Tutte storie vere, parola der Poeta Metropolitano

In un’intervista al nostro giornale, Giuseppe Mincuzzi racconta le sue poesie di borgata

Ogni forma d’arte che descrive il nostro vissuto ci colpisce maggiormente. Anche la poesia non sfugge a questa regola. E proprio per questo le prose di Giuseppe Mincuzzi, in arte Er Poeta Metropolitano, lasciano un segno nel cuore e nella mente di chi ascolta o legge le sue composizioni. 

Giuseppe, sono veramente tutte storie vere?

«Tutto ciò che io riporto in musica o in prosa – risponde Er Poeta Metropolitano – rappresenta fatti accaduti a me personalmente o a chi sta intorno. E anche quando parlo di tematiche internazionali prendo spunto da avvenimenti reali che mi hanno colpito. Non c’è niente di costruito. Qualche poeta compone su commissione; io scrivo solo quando è l’anima che me lo detta. E le mie poesie sono di tutti, perché ognuno ha sempre qualcosa da dire. Ricevo molte e-mail di persone che si riconoscono nei miei componimenti. Come, per esempio, con Cecilia, una poesia che narra la storia di una mia amica la quale, picchiata dal marito che aveva il vizio del gioco e del vino, ha avuto il coraggio di non aprirgli più la porta di casa, nonostante l’amasse molto». 

Allora Famme sogna’ di chi parla?

«Famme sogna’ – rivela Mincuzzi – è la storia di mio cognato. Lui ha trascorso tutta la sua adolescenza in collegio e all’età di sedici anni, tornato a casa, il compagno di sua madre non lo volle tra i piedi. Fu costretto, così, a vivere per strada. E per strada dopo un giorno, due giorni puzzi, sei sporco. Se vai a chiede de lavora’, nun te lo dà nessuno. Quando comincia a fa’ freddo vai a dormì dentro le macchine. Poi c’hai fame. Al quinto-sesto giorno se nun trovi niente e non c’hai er coraggio de chiede l’elemosina, perché ce vo’ coraggio, cominci a ruba’. Per cui s’è incattivito molto, anche perché il rifiuto della madre è stato bruttissimo: trovarsi per strada quando sai di avere una casa, è una cosa allucinante. Crescendo, dai piccoli furti è arrivato a grosse cose.

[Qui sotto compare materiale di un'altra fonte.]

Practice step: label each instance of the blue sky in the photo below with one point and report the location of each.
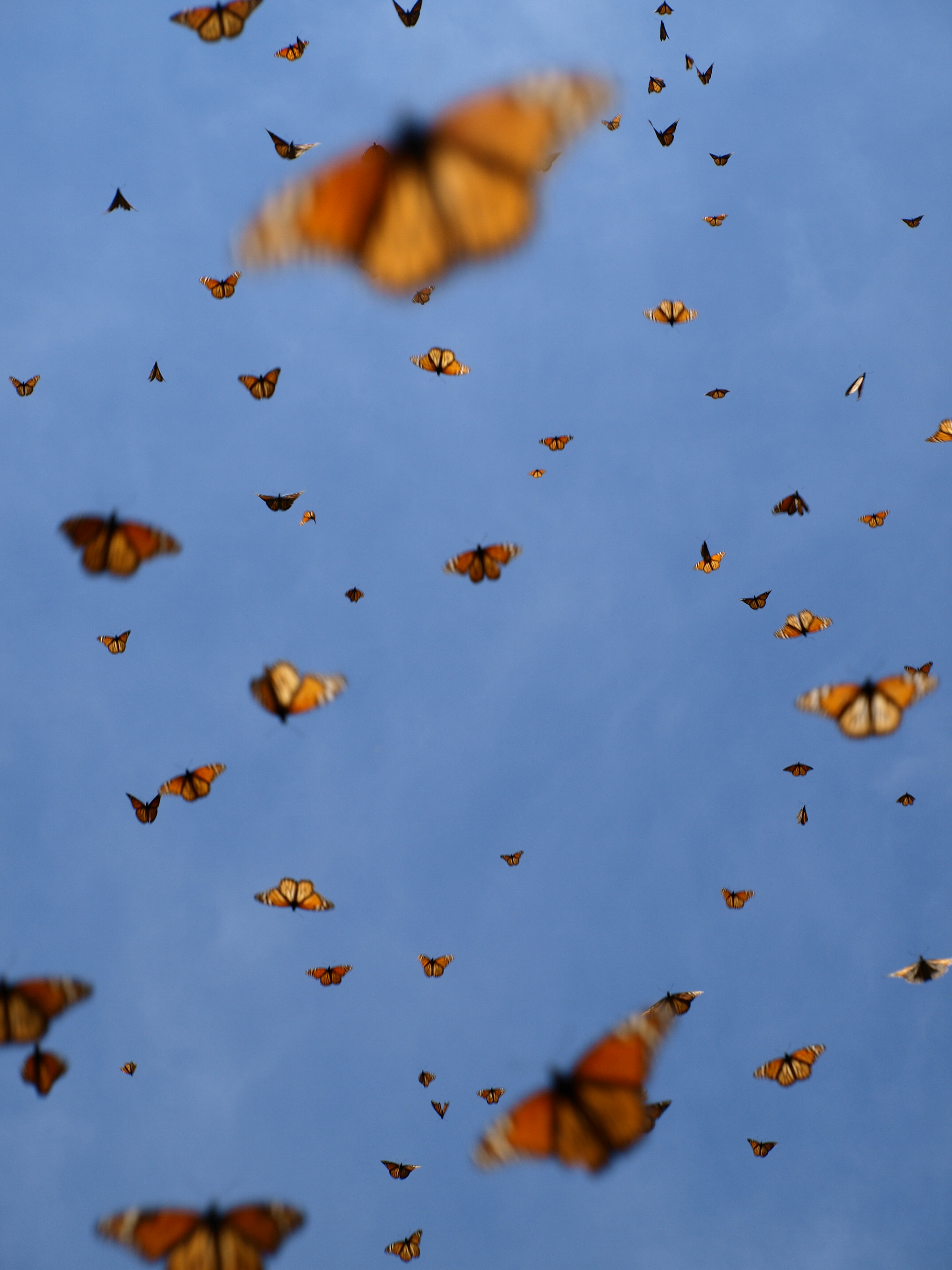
(616, 715)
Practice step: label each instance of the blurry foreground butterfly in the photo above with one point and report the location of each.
(214, 22)
(145, 812)
(589, 1114)
(793, 1067)
(460, 190)
(42, 1070)
(116, 547)
(235, 1240)
(282, 691)
(295, 895)
(27, 1008)
(672, 312)
(192, 785)
(869, 709)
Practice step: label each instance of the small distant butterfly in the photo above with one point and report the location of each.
(261, 386)
(145, 812)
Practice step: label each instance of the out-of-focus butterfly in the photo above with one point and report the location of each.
(407, 1249)
(803, 624)
(441, 361)
(115, 643)
(116, 547)
(29, 1006)
(261, 385)
(869, 709)
(737, 898)
(290, 149)
(223, 289)
(192, 785)
(589, 1114)
(42, 1070)
(291, 53)
(282, 691)
(295, 895)
(464, 188)
(145, 812)
(673, 312)
(329, 974)
(234, 1240)
(923, 971)
(217, 22)
(433, 967)
(756, 601)
(709, 563)
(793, 1067)
(120, 201)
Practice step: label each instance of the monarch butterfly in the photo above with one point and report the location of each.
(673, 312)
(213, 23)
(869, 709)
(282, 691)
(803, 624)
(433, 967)
(462, 188)
(295, 895)
(589, 1114)
(483, 562)
(793, 1067)
(223, 289)
(115, 643)
(441, 361)
(29, 1006)
(756, 601)
(204, 1241)
(737, 898)
(409, 17)
(120, 201)
(261, 385)
(329, 974)
(294, 51)
(709, 563)
(145, 812)
(192, 785)
(668, 135)
(116, 547)
(923, 971)
(42, 1070)
(407, 1249)
(290, 150)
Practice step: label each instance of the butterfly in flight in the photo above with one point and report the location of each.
(223, 289)
(115, 643)
(261, 385)
(461, 188)
(869, 709)
(192, 785)
(116, 547)
(217, 22)
(709, 563)
(441, 361)
(234, 1240)
(145, 812)
(923, 971)
(27, 1008)
(793, 1067)
(295, 895)
(673, 312)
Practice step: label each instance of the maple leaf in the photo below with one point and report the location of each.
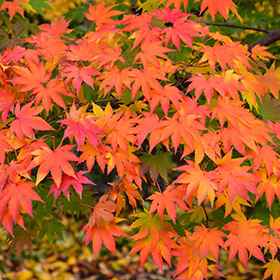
(7, 220)
(111, 55)
(272, 268)
(153, 237)
(82, 127)
(4, 146)
(102, 211)
(115, 78)
(51, 91)
(116, 196)
(31, 77)
(79, 75)
(147, 79)
(235, 177)
(182, 29)
(131, 191)
(198, 181)
(217, 5)
(101, 14)
(177, 3)
(25, 121)
(67, 181)
(235, 204)
(168, 93)
(166, 200)
(18, 194)
(121, 160)
(270, 185)
(260, 51)
(53, 161)
(206, 240)
(225, 55)
(245, 236)
(90, 154)
(13, 7)
(186, 127)
(156, 164)
(103, 233)
(7, 101)
(189, 266)
(121, 134)
(149, 51)
(22, 238)
(56, 28)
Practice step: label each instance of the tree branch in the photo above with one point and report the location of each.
(237, 26)
(270, 38)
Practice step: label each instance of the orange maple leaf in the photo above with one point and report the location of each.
(147, 79)
(166, 200)
(102, 233)
(150, 51)
(217, 5)
(90, 154)
(25, 121)
(31, 77)
(13, 7)
(182, 29)
(115, 78)
(245, 236)
(177, 3)
(53, 161)
(79, 75)
(82, 127)
(153, 237)
(101, 14)
(199, 182)
(102, 211)
(236, 178)
(67, 181)
(7, 220)
(206, 240)
(18, 194)
(225, 54)
(168, 93)
(186, 127)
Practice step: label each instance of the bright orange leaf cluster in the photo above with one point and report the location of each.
(112, 99)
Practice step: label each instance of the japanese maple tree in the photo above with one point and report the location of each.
(156, 101)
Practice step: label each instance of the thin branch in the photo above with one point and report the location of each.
(270, 38)
(238, 26)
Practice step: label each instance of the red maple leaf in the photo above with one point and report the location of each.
(101, 14)
(166, 200)
(79, 75)
(206, 240)
(13, 7)
(102, 233)
(67, 181)
(82, 127)
(18, 194)
(236, 178)
(102, 211)
(245, 236)
(115, 78)
(199, 182)
(25, 121)
(150, 51)
(217, 5)
(53, 161)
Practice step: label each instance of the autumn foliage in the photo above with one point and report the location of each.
(112, 100)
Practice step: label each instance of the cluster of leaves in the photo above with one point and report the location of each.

È stato arrestato più volte finché, te la faccio breve perché con la storia de mi’ cognato se potrebbe fa’ un romanzo, prese quattro anni da scontare in un carcere punitivo in Sicilia, in mezzo a ergastolani mafiosi. In questi quattro anni, dato che fondamentalmente è un buono, ha deciso di tornare alla normalità; diceva: “Ma che stamo a scherzà!? Io me trovo così pe’ colpa dell’altri: pe’ la società, pe’ mi’ madre, eccetera”.
Quindi, uscito dal carcere ha cercato subito lavoro. Fece prima il buttafuori per Renato Zero, quando si esibiva al Tenda a Strisce e tu potevi anda’ dieci minuti prima dello spettacolo e trovavi posto. Fu lì che mia sorella, amante di Renato Zero, ha conosciuto lui. Si innamorarono e lei lo portò a casa. Mio padre all’inizio non l’accettò, perché mio cognato gli raccontò tutta la sua vita senza nascondere nulla. Successivamente trovò posto come manovale in una ditta che lavorava per un ospedale. Il proprietario della ditta ha trovato in lui una persona incredibile, tanto che fece in modo di farlo entrare fisso a lavorare in ospedale.
Mio padre alla fine lo ha accettato e oggi mio cognato è una persona onesta, gran lavoratore, ha tre figli. Ce l’ha fatta, perché qualcuno l’ha aiutato. E Famme sogna’ è il grido suo dal carcere, la speranza di una mano tesa, che poi lui ha trovato. La poesia finisce con una frase che io ho censurato, perché troppo forte, ma si capisce cosa volevo dire: “li sapienti e li saccenti diceveno ch’era ‘n pazzo, invece ce l’ha fatta, ‘ttaccateve…”.
Io spero che de queste storie ce ne siano tantissime altre. L’importante è trovare qualcuno che ti tenda una mano. E le persone brave ci sono. Io, per esempio, dopo tre anni di disoccupazione adesso lavoro all’ospedale San Pietro, sulla Cassia. E lì ho trovato delle persone fantastiche, come il mio collega Michele e gli angeli del reparto oncologico: Wilma, Manuela, il Professor Di Palma, la dottoressa Pavese, Michela e Antonietta. Sono persone eccezionali, hanno sempre il sorriso sulla bocca. Loro non hanno bisogno delle mie poesie». 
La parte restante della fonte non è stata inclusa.